We didn’t do that. The past year, Year 10, was a cruise of a different sort. Less shuffleboard, more lashing ourselves to the masts. August 5 came, and we were tired and more than a bit concerned about what the future held. A move to a new house, in a new neighborhood. A new school for Lucas. And the fact that my Grand Plan of becoming an Internet Millionaire/Famous Author had gone exactly nowhere. Taking that cruise would have been awesome. I would have bought her a gift, except that we were watching every penny. Instead, we went for a picnic.
Balboa Park, The Prado. There is a courtyard with a fountain. It sits behind a restaurant, and when you get married there the diners look on, and look at each other, and look back at you. The airliners fly overhead, bringing people back home from L.A., Seattle, Honolulu, Tokyo, Hong Kong. At night when you dance and drink and step out of the room – the very room where your grandparents had their reception – you understand that there are other people out in the park, tourists, joggers, buskers. It’s summer, it’s a warm starry night, and it’s the heart of the city. It registers: there are lots of people here, mulling about, where I’m celebrating my wedding. But they might as well be blades of grass. You notice this only in hindsight, years later when you’re looking at wedding photos. It’s changed a bit over the past ten years – it surprises you, or maybe it doesn’t, that you notice the fountain’s lined with some new rockwork, and there are more potted flowers. But it feels the same.

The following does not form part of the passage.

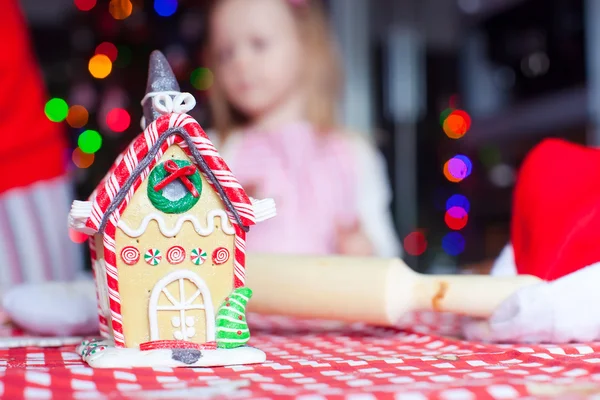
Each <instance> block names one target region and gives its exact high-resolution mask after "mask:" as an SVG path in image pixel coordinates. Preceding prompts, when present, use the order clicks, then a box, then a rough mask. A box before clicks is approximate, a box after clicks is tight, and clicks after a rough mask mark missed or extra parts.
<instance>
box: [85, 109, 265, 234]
mask: <svg viewBox="0 0 600 400" xmlns="http://www.w3.org/2000/svg"><path fill="white" fill-rule="evenodd" d="M173 144H176V145H178V146H179V147H180V148H181V149H182V150H183V151H184V152H185V153H186V154H187V155H188V157H190V159H192V160H193V161H194V163H195V164H196V165H197V166H198V168H199V170H200V171H201V172H202V174H203V175H204V176H205V177H206V179H207V181H208V183H209V184H210V185H211V187H212V188H213V189H214V190H215V191H216V192H217V194H218V195H219V196H220V198H221V200H222V201H223V203H224V204H225V206H226V208H227V215H228V216H229V219H230V220H231V222H232V224H237V225H238V226H240V227H241V228H242V229H244V230H246V231H247V230H248V227H249V226H251V225H254V223H255V217H254V212H253V208H252V203H251V201H250V199H249V197H248V196H247V195H246V192H245V191H244V189H243V188H242V186H241V185H240V183H239V182H238V181H237V179H236V178H235V177H234V176H233V174H232V173H231V171H230V170H229V167H228V166H227V164H226V163H225V161H224V160H223V159H222V158H221V156H220V155H219V153H218V151H217V149H216V148H215V147H214V145H213V144H212V142H211V141H210V139H209V138H208V136H207V135H206V133H205V132H204V130H203V129H202V128H201V127H200V125H199V124H198V122H196V120H195V119H194V118H192V117H190V116H189V115H187V114H174V113H173V114H167V115H163V116H161V117H159V118H158V119H157V120H155V121H153V122H152V123H151V124H150V125H148V126H147V127H146V129H145V130H144V132H143V133H142V134H140V135H139V136H138V137H137V138H136V139H135V140H134V141H133V142H132V143H131V144H130V145H129V147H128V148H127V149H126V150H125V151H124V152H123V153H122V154H120V155H119V157H117V159H116V161H115V163H114V164H113V166H112V168H111V170H110V171H109V172H108V174H107V175H106V177H105V178H104V179H103V180H102V181H101V182H100V184H99V185H98V187H97V188H96V190H95V191H94V193H92V196H91V197H90V201H91V202H92V210H91V215H90V217H89V218H88V219H87V221H86V223H85V225H86V227H88V228H90V229H92V230H94V231H96V232H99V233H104V230H105V228H107V227H111V231H112V232H114V229H115V228H116V226H117V224H118V222H119V219H120V216H121V214H122V213H123V212H124V211H125V209H126V208H127V205H128V204H129V201H130V200H131V198H132V197H133V194H134V193H135V191H136V190H137V189H138V188H139V186H140V185H141V184H142V182H143V181H144V180H145V179H146V178H147V177H148V175H149V173H150V170H151V169H152V168H153V167H154V166H155V165H156V163H157V162H158V161H159V160H160V158H161V157H162V155H163V154H164V152H165V151H166V150H167V149H168V148H169V147H170V146H171V145H173Z"/></svg>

The kids run around in the grass. Beth and I drink most of a good bottle of wine and eat paté and crackers and cheese and sandwiches. Lucas asks me who Balboa Park is named after. “A Spanish explorer named Balboa, who was the first guy from Europe to see the Pacific Ocean.” “When was that, Dad?” “Oh, many, many years ago.” “Like…back in the 1980’s?” Zoë spins in circles, listening to the world’s particular song. There’s people around, as there were, as there always are. A woman in full yoga regalia is hula-hooping. A homeless man tries to fish change out of one of the fountains. A young couple walks by, as oblivious to the rest of the Universe now as we were then. I absently wonder about how to distill 10 years into a few hundred words. I watch Beth take pictures of the kids; I hear their smiles over the roar of jet engines. The planes. They fly over head, full of people, tired, anxious, excited. I think of the past ten years and I hope that all those passengers make it to where Beth and I always are, even when we’re not. Home.